Naskah Damar Wulan diilustrasikan secara lengkap, dengan 153 ilustrasi berwarna, menampilkan kehidupan keraton, arak-arakan, peperangan dan kehidupan sehari-hari orang Jawa. Beberapa gambar adalah en profile dengan cara wayang kulit, tetapi ada juga banyak detail yang realistis. Naskah tersebut dikumpulkan di Cirebon pada tahun 1815 oleh Lt.-Col. Raban, mantan Residen Cirebon, tetapi sebuah prasasti berbahasa Inggris di akhir naskah melaporkan bahwa usianya sudah 200 tahun ketika dikumpulkan.
Serat Damar Wulan sudah terkenal di kalangan ulama. Ilustrasinya menjadi subyek sebuah artikel di BKI yang diterbitkan pada tahun 1953 dan sejumlah gambarnya, termasuk ilustrasi indah dari pertunjukan topeng di atas, diterbitkan pada tahun 1991 di Annabel Teh Gallop dan Bernard Arps, Golden Letters, dan kemudian direproduksi secara luas.
Galeri dan Transkripsi
Pemindaian manuskrip asli oleh British Library telah dilakukan pada tingkat resolusi yang sangat tinggi (90 MB per halaman) yang memungkinkan kapasitas luar biasa untuk memperbesar (zoom in).
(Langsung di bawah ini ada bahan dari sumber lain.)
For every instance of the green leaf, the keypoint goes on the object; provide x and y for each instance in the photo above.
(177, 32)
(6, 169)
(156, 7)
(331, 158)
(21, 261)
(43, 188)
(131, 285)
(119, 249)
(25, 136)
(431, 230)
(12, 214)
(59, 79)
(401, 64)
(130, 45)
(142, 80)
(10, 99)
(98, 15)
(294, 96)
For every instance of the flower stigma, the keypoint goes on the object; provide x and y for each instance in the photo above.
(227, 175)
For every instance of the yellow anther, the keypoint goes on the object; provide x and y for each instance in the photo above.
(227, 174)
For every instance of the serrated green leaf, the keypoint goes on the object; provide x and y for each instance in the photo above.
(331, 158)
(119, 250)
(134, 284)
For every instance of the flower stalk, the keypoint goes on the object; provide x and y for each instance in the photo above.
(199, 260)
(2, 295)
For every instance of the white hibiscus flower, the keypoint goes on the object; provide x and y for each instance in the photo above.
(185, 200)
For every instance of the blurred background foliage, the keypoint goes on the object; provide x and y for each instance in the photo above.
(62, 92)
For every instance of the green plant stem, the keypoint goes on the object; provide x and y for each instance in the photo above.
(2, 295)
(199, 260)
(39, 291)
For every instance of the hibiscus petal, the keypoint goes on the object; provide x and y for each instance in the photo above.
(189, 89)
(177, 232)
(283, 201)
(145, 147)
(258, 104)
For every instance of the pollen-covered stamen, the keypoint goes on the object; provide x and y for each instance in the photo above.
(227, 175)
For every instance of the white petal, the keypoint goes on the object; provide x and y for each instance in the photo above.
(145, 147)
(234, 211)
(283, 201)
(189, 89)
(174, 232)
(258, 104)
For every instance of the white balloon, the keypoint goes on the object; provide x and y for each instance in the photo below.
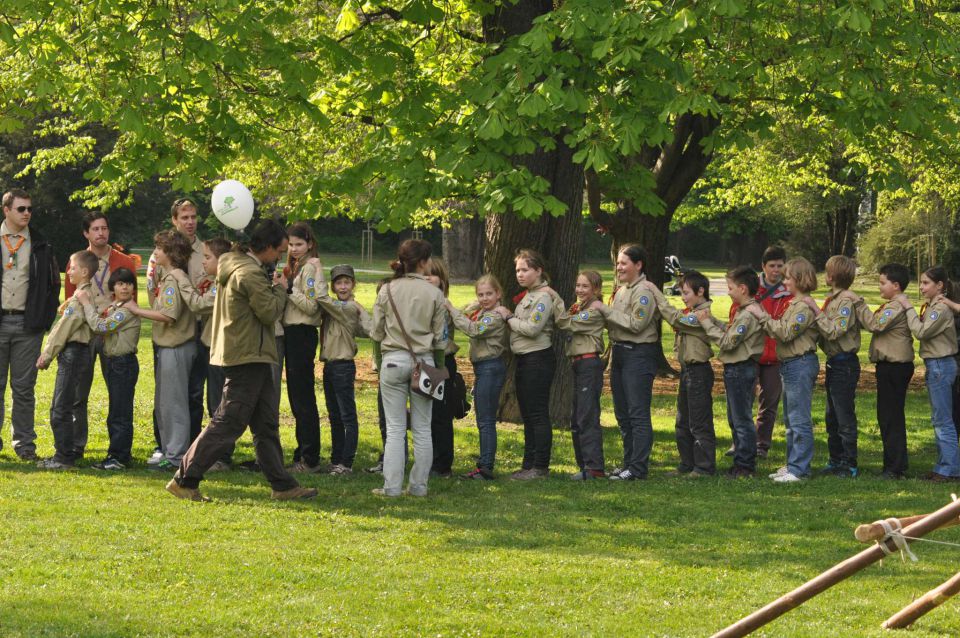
(232, 204)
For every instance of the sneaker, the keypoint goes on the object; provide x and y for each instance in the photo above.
(109, 464)
(302, 467)
(186, 493)
(479, 474)
(299, 493)
(786, 477)
(53, 464)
Galeri dari buku Serat Damar Wulan dengan lebih dari 66 gambar saat ini tersedia di Wikisource bahasa Jawa: s:jv:Serat Damar Wulan. Sedangkan transkripsinya masih dilangsungkan di s:jv:Indhèks:Serat Damar Wulan.pdf.(oleh: winarto – penanggungjawab redaksi finews dari berbagai sumber)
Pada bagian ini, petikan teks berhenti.